Dec. 24 protests fulfill expectations

Saturday's rally is reported to bring together much more protesters than previous ones. Source: ITAR-TASS

Saturday's rally is reported to bring together much more protesters than previous ones. Source: ITAR-TASS

Thousands rally in Moscow to demand that the results of the 2011 State Duma elections be cancelled and Vladimir Churov, head of Central Election Commission, be dismissed.

The Dec. 24 demonstration on Academic Sakharov Prospect in Moscow showed that the number of Russians interested in participating in civil society is growing – and that they are growing more frustrated with the actions of the authorities.

The day before the officially sanctioned protest, the country’s social networking sites and blogs were overwhelmed with comments about the upcoming demonstration. More than 60,000 Internet users indicated an interest in participating in the civil action to support “fair elections.”

The number of people who actually attended was up for debate. Official figures numbered the protestors at 29,000 while organizers claimed that 120,000 came out to listen to such prominent opposition figures as former Finance Minister Alexei Kudrin, presidential candidate and billionaire Mikhail Prokhorov, opposition politician and co-funder of the People’s Freedom Party Boris Nemtsov, anti-corruption campaigner and blogger Alexei Navalny,  and TV host Ksenia Sobchak.     

Some officials doubted that the protest site could hold 120,000 people, but prominent blogger and independent observer Alexei Morozov who attended the demonstration said that the figure was accurate.  

Although the actual number of attendees may never be known, it was clear that these protests attracted more people than the previous ones on Dec. 5-7. Yet despite the crowds, the demonstrations were peaceful, and there were no arrests. Some participants argued that the rally was so calm because the attendees were a mix of journalists, professors, students, musicians and businessmen. Others attributed the lack of violence to the fact that the protest area was extremely overcrowded and it was tremendously difficult to get through the crowd.

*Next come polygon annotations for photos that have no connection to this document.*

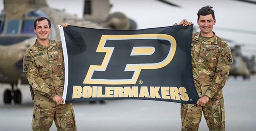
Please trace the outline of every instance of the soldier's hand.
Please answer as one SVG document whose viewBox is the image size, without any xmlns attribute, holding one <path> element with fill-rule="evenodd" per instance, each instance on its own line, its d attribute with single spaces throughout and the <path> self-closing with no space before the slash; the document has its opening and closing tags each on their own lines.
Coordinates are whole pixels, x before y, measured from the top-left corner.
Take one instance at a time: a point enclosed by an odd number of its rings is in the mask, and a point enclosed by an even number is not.
<svg viewBox="0 0 256 131">
<path fill-rule="evenodd" d="M 205 95 L 197 100 L 196 104 L 201 106 L 205 106 L 205 104 L 208 102 L 210 98 L 208 96 Z"/>
<path fill-rule="evenodd" d="M 55 95 L 53 98 L 52 98 L 52 100 L 54 101 L 57 104 L 57 105 L 59 105 L 60 104 L 62 104 L 64 103 L 64 99 L 62 98 L 61 96 L 58 96 L 58 95 Z"/>
<path fill-rule="evenodd" d="M 60 23 L 60 26 L 63 27 L 63 28 L 67 27 L 68 26 L 68 25 L 69 25 L 69 24 L 64 22 Z"/>
<path fill-rule="evenodd" d="M 182 24 L 183 26 L 187 26 L 187 25 L 190 25 L 192 24 L 192 22 L 189 22 L 185 19 L 184 19 L 181 20 L 180 23 L 178 24 L 178 25 Z"/>
</svg>

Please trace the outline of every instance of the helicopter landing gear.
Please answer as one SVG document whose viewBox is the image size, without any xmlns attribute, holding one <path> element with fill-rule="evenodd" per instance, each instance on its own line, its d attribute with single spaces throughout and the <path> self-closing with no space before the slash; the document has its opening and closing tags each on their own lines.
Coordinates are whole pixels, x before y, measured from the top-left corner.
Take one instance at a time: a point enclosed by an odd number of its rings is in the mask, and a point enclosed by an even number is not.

“It was the first time in my life I saw such a big crowd,” said Yuliya Barsukova, a student at Princeton University who was in Moscow for winter break. “I wish I could have participated in the previous protests in Bolotnaya Square, but I was in America,” she said. Barsukova read about the previous protests in both Russian and American newspapers and felt that she had missed witnessing an important event. “I couldn’t even participate in the protests, held in some American cities – in Boston and in New York,” she added. “I really wanted to supports fair elections as a citizen of Russia. And when I heard about the upcoming demonstration, I jumped at opportunity to participate in it.”

When asked about the protests, she said she “was very glad to see so many well-educated and intelligent people who expressed their positions. Some nationalists tried to make some provocations, but they failed and had their slogans lost in the crowd.”   

Saturday’s protests proved that more Russians express their discontent with the authorities and vote fraud.

“The fact that Alexei Kudrin, Mikhail Prokhorov and even Ksenia Sobchak attended the meetings really does matter,” said political blogger Morozov. “It means that public indignation reached its peak and developed into something more. No matter what political views people may share, they are united in their negative attitude to Vladimir Putin’s attempts to run for the Russian presidency for the third time. And they see Putin’s re-elections as unacceptable. It seems to be an obvious fact, I think.”